Joann S. Lublin is management news editor for The Wall Street Journal. She works with reporters in the U.S. and abroad to conceptualize and organize coverage of management and workplace issues. She covers issues such as corporate governance, executive compensation, management recruiting and succession. She writes stories on these topics, mainly for the Journal’s front page and Business & Tech section. She assumed her duties in December 2002.
Ms. Lublin long served as contributing editor of the Journal’s annual special section on executive pay and still helps coordinate coverage of its yearly CEO pay survey.
In July 1971, Ms. Lublin joined the Journal as a reporter in San Francisco and transferred to Chicago in September 1973. She moved to Washington in April 1979, where she covered labor issues, housing and urban affairs and other beats.

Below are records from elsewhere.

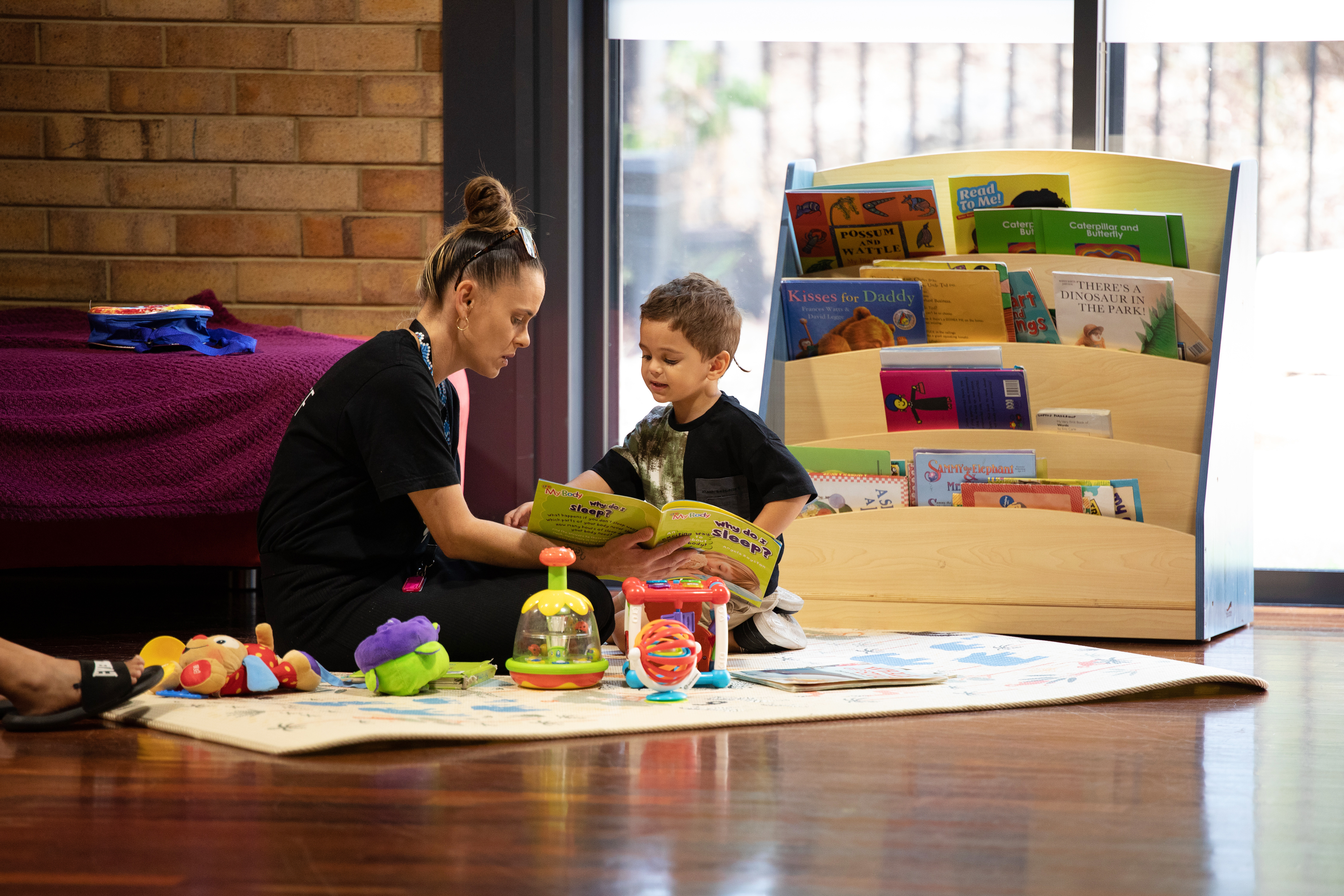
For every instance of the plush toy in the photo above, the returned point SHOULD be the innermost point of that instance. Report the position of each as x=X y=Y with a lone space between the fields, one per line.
x=859 y=332
x=402 y=657
x=222 y=667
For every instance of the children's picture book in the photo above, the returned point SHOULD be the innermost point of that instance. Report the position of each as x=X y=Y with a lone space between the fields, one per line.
x=1031 y=319
x=944 y=355
x=1004 y=291
x=845 y=228
x=726 y=544
x=1023 y=495
x=857 y=461
x=1121 y=495
x=1098 y=233
x=829 y=316
x=849 y=492
x=941 y=400
x=940 y=473
x=1120 y=314
x=976 y=193
x=835 y=678
x=960 y=306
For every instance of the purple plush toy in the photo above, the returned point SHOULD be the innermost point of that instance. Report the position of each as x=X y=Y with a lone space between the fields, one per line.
x=402 y=657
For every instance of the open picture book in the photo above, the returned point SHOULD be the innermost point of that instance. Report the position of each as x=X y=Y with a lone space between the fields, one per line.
x=726 y=546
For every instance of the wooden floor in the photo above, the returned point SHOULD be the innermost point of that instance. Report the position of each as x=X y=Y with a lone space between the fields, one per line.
x=1225 y=793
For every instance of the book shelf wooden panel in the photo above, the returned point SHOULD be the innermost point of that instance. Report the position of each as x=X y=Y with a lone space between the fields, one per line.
x=1197 y=291
x=1168 y=480
x=1152 y=401
x=1181 y=429
x=990 y=557
x=1096 y=180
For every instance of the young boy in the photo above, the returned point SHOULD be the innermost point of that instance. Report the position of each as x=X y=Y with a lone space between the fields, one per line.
x=702 y=445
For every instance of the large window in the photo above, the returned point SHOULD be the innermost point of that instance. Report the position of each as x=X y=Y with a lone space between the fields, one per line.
x=1281 y=104
x=711 y=117
x=710 y=127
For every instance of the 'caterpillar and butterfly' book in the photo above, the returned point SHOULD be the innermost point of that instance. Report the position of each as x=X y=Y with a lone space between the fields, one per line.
x=846 y=226
x=978 y=193
x=829 y=316
x=943 y=400
x=1158 y=238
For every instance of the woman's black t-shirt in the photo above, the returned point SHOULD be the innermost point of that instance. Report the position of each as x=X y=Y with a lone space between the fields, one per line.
x=337 y=515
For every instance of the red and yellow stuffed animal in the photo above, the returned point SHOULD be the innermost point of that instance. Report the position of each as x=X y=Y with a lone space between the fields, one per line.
x=222 y=667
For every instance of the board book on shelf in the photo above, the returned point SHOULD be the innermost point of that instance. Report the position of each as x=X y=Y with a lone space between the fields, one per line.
x=960 y=306
x=944 y=400
x=726 y=546
x=1158 y=238
x=850 y=492
x=1127 y=503
x=845 y=228
x=1022 y=495
x=1033 y=322
x=1004 y=289
x=979 y=193
x=839 y=676
x=940 y=473
x=827 y=316
x=1120 y=314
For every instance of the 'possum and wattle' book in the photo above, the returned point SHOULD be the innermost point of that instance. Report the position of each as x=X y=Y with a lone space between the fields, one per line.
x=940 y=400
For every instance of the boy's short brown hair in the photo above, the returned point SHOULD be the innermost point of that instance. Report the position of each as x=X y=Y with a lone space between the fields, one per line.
x=701 y=309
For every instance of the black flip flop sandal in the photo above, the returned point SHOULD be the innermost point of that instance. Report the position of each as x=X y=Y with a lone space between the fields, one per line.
x=103 y=686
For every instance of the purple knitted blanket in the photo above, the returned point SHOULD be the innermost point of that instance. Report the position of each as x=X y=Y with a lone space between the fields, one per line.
x=96 y=433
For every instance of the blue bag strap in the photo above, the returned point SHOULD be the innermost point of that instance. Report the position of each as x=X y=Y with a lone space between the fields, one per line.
x=218 y=342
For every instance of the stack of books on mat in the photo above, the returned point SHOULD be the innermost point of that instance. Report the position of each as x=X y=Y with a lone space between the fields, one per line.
x=890 y=233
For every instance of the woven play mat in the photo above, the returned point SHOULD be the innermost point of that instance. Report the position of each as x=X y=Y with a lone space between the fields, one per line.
x=991 y=672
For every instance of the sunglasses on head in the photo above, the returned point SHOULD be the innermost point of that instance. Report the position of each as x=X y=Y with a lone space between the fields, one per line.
x=522 y=233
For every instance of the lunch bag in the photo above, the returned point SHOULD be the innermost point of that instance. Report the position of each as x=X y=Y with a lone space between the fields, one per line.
x=148 y=327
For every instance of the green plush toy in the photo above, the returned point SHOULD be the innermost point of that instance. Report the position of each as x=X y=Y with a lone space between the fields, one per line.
x=402 y=657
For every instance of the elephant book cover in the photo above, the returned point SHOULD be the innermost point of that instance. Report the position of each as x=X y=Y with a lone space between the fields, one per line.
x=940 y=400
x=1121 y=314
x=847 y=228
x=829 y=316
x=976 y=193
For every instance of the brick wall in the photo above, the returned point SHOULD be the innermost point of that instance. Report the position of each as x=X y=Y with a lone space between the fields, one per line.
x=284 y=154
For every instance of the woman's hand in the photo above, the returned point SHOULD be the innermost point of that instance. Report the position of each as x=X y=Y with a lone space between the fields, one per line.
x=625 y=557
x=519 y=516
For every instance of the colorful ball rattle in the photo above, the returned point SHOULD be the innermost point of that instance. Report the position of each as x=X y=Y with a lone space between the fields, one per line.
x=663 y=659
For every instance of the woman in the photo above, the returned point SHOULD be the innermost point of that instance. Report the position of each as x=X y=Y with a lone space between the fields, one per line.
x=366 y=481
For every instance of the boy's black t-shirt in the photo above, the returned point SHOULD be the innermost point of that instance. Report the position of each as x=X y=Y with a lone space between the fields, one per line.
x=370 y=432
x=726 y=457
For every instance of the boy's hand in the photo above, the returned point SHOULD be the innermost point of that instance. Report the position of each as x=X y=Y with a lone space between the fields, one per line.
x=625 y=557
x=519 y=516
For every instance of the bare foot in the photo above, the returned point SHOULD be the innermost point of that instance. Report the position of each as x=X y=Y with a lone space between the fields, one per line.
x=41 y=686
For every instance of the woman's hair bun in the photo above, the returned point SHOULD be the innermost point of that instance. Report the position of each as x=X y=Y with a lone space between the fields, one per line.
x=488 y=205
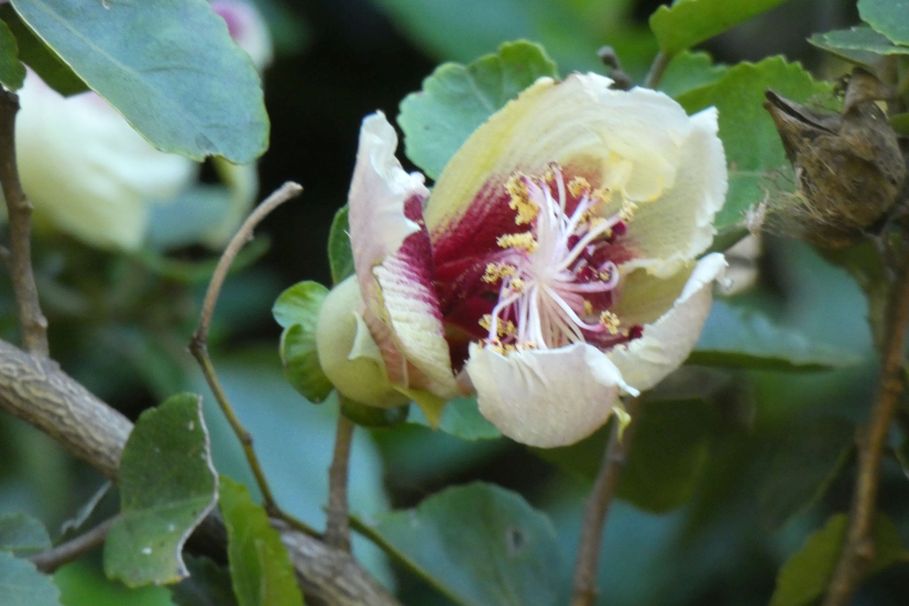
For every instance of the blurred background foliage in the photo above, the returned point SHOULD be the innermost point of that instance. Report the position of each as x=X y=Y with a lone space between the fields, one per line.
x=745 y=478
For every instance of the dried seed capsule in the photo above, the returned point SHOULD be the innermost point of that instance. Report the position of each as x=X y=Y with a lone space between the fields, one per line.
x=849 y=169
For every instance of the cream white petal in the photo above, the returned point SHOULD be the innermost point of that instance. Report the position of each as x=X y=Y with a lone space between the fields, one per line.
x=630 y=140
x=392 y=260
x=413 y=314
x=546 y=398
x=86 y=171
x=667 y=341
x=676 y=228
x=378 y=191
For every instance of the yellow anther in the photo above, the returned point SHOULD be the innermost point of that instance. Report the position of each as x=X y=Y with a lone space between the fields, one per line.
x=504 y=328
x=519 y=200
x=610 y=321
x=522 y=241
x=578 y=186
x=627 y=212
x=497 y=271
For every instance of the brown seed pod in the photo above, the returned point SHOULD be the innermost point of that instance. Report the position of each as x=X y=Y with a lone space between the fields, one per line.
x=849 y=169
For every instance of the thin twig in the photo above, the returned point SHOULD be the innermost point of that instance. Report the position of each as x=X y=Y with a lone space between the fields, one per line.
x=858 y=549
x=286 y=192
x=337 y=531
x=35 y=390
x=198 y=345
x=657 y=68
x=585 y=570
x=52 y=559
x=31 y=319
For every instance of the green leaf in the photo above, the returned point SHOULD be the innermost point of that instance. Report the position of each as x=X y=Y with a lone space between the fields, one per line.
x=196 y=95
x=668 y=450
x=456 y=99
x=804 y=577
x=478 y=544
x=688 y=71
x=22 y=534
x=297 y=310
x=167 y=486
x=22 y=585
x=888 y=17
x=340 y=256
x=461 y=418
x=740 y=338
x=299 y=304
x=260 y=567
x=207 y=585
x=689 y=22
x=12 y=72
x=799 y=465
x=373 y=416
x=755 y=151
x=38 y=56
x=571 y=29
x=860 y=44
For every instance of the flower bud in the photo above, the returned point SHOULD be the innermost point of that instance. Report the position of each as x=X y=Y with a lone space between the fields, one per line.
x=347 y=352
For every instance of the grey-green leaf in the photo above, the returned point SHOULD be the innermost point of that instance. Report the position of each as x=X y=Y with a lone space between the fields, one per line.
x=169 y=66
x=804 y=577
x=340 y=256
x=12 y=72
x=456 y=99
x=888 y=17
x=478 y=544
x=297 y=310
x=22 y=585
x=688 y=71
x=860 y=44
x=22 y=534
x=207 y=585
x=38 y=56
x=461 y=418
x=738 y=338
x=261 y=572
x=755 y=151
x=167 y=486
x=689 y=22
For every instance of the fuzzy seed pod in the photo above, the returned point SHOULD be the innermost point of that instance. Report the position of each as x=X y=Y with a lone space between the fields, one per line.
x=849 y=169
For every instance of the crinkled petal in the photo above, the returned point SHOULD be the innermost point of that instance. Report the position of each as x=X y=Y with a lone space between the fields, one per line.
x=628 y=140
x=87 y=171
x=393 y=262
x=667 y=341
x=378 y=191
x=676 y=228
x=546 y=398
x=412 y=312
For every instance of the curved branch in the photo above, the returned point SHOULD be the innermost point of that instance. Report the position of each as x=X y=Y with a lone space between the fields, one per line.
x=38 y=392
x=858 y=549
x=31 y=318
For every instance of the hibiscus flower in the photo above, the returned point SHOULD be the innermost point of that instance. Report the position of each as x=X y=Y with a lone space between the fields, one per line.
x=553 y=268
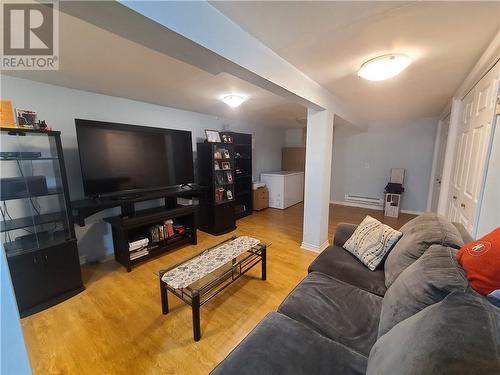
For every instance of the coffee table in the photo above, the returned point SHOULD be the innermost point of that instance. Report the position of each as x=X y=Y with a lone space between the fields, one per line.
x=201 y=277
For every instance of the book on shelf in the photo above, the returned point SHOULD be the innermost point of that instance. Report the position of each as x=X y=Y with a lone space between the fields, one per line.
x=169 y=228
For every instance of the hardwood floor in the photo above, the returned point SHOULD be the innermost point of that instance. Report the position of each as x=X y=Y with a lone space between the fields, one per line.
x=116 y=327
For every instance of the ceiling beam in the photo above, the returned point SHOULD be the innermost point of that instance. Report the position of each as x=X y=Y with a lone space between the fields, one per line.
x=198 y=34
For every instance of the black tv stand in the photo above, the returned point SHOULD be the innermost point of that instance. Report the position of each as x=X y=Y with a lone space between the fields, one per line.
x=125 y=197
x=86 y=207
x=127 y=229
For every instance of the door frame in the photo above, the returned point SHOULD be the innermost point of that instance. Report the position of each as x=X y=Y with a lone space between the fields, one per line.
x=489 y=58
x=437 y=149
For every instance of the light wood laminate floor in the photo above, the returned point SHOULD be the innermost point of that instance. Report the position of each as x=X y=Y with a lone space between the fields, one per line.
x=116 y=327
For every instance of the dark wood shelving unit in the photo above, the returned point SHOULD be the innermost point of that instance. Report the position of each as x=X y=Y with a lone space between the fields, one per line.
x=128 y=229
x=38 y=236
x=243 y=163
x=218 y=216
x=216 y=209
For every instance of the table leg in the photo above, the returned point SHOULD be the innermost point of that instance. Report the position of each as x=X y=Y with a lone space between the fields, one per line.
x=264 y=262
x=164 y=298
x=196 y=316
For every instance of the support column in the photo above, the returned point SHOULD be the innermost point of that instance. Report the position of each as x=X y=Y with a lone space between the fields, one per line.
x=317 y=179
x=449 y=158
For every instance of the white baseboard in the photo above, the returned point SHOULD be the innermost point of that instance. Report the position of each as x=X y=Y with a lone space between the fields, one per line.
x=373 y=207
x=314 y=248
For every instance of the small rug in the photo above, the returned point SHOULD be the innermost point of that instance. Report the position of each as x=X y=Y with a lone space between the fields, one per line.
x=207 y=262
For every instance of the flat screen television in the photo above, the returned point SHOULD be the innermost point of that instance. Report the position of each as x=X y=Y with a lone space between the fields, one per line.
x=119 y=159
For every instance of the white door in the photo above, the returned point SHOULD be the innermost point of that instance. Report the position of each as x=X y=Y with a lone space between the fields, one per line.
x=443 y=139
x=473 y=136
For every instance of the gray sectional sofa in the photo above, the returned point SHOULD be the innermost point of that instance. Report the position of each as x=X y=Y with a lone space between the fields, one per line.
x=416 y=314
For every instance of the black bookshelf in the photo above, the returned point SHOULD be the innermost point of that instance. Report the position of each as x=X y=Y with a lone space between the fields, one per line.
x=37 y=229
x=242 y=144
x=217 y=206
x=136 y=227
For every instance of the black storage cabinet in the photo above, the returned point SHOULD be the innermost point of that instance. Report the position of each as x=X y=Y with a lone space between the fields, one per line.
x=242 y=144
x=37 y=229
x=216 y=216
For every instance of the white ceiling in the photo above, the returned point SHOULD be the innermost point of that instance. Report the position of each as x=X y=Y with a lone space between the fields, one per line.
x=97 y=60
x=330 y=40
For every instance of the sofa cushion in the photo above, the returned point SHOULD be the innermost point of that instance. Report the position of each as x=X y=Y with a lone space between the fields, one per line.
x=280 y=345
x=418 y=234
x=339 y=263
x=371 y=241
x=337 y=310
x=459 y=335
x=425 y=282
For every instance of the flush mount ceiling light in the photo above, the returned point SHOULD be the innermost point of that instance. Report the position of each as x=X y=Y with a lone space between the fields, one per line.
x=233 y=100
x=384 y=67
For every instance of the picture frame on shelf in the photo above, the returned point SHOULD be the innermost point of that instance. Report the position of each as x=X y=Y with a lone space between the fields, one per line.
x=213 y=136
x=220 y=178
x=7 y=119
x=219 y=195
x=227 y=138
x=26 y=118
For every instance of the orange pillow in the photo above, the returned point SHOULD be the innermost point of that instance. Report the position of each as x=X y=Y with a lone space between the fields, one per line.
x=481 y=262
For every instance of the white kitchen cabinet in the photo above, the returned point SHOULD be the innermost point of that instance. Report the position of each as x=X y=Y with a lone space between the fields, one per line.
x=285 y=188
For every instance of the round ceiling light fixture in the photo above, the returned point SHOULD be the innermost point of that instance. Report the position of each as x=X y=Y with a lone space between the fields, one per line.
x=384 y=67
x=233 y=100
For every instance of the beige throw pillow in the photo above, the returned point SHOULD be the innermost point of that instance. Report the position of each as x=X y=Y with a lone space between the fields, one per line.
x=371 y=241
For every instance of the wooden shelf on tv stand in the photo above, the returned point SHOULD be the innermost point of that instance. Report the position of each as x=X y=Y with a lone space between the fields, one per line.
x=122 y=226
x=84 y=208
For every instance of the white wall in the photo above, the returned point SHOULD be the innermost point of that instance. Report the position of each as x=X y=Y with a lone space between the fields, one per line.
x=362 y=160
x=60 y=106
x=489 y=214
x=295 y=137
x=14 y=357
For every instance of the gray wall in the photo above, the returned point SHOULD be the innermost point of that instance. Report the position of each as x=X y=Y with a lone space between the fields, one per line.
x=60 y=106
x=362 y=160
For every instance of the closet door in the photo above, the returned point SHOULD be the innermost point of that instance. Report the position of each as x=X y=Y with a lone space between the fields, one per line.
x=474 y=132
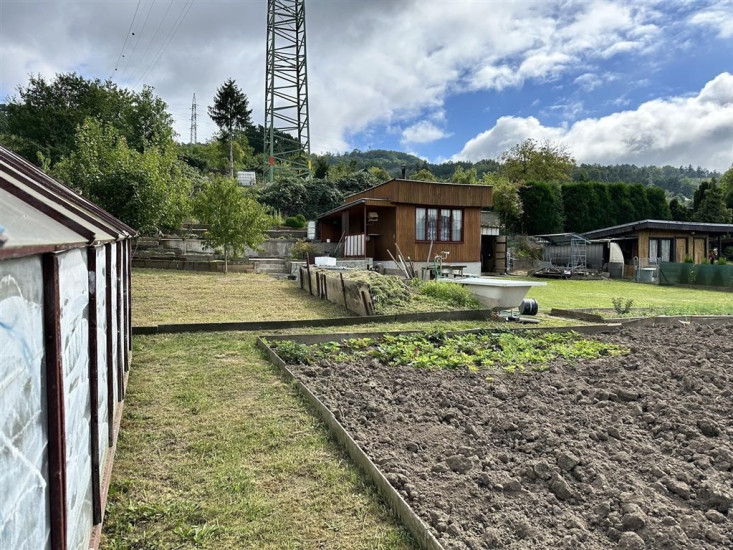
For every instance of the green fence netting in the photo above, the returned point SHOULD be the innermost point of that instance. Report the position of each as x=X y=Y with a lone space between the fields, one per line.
x=696 y=274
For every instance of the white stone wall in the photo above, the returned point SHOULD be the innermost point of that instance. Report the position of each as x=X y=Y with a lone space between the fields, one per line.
x=24 y=516
x=74 y=298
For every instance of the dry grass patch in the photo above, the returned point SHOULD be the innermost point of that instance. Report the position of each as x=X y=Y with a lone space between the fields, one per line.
x=218 y=452
x=163 y=296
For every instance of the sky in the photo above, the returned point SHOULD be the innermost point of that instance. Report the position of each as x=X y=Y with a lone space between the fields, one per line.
x=614 y=81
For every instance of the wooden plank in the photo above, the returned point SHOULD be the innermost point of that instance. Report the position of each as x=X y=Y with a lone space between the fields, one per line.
x=94 y=385
x=55 y=402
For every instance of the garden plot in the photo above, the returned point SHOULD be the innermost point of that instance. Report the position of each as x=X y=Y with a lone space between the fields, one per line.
x=551 y=449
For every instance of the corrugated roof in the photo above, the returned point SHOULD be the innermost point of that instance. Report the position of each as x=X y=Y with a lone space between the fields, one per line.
x=38 y=211
x=665 y=225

Named news editor of the Journal’s London bureau in January 1987, she became its deputy bureau chief in 1988.
She transferred to New York in August 1990 as a senior special writer covering management. In August 1992, she became deputy management editor. In July 1993, she created the Journal’s “Managing Your Career” column. Between August 1992 and November 1995, she also helped edit enterprise articles and oversaw small-business coverage.
In September 1998, Ms. Lublin helped initiate the Journal’s Your Career Matters page, later renamed Career Journal. She resumed writing the “Managing Your Career” column in April 2000 and became career news editor in July 2000. Her advice column “Your Executive Career” launched in August 2010.
In 2007, she was a finalist for a Loeb Award, the highest honor in business journalism. In 2003, Ms. Lublin was a member of a Journal team awarded the Pulitzer Prize in explanatory reporting for a series of stories that exposed corporate scandals, bringing them to life in compelling narratives.
A native of Dayton, Ohio, Ms. Lublin earned a bachelor’s degree in journalism with honors, from Northwestern University. She received a master’s degree in communications from Stanford University.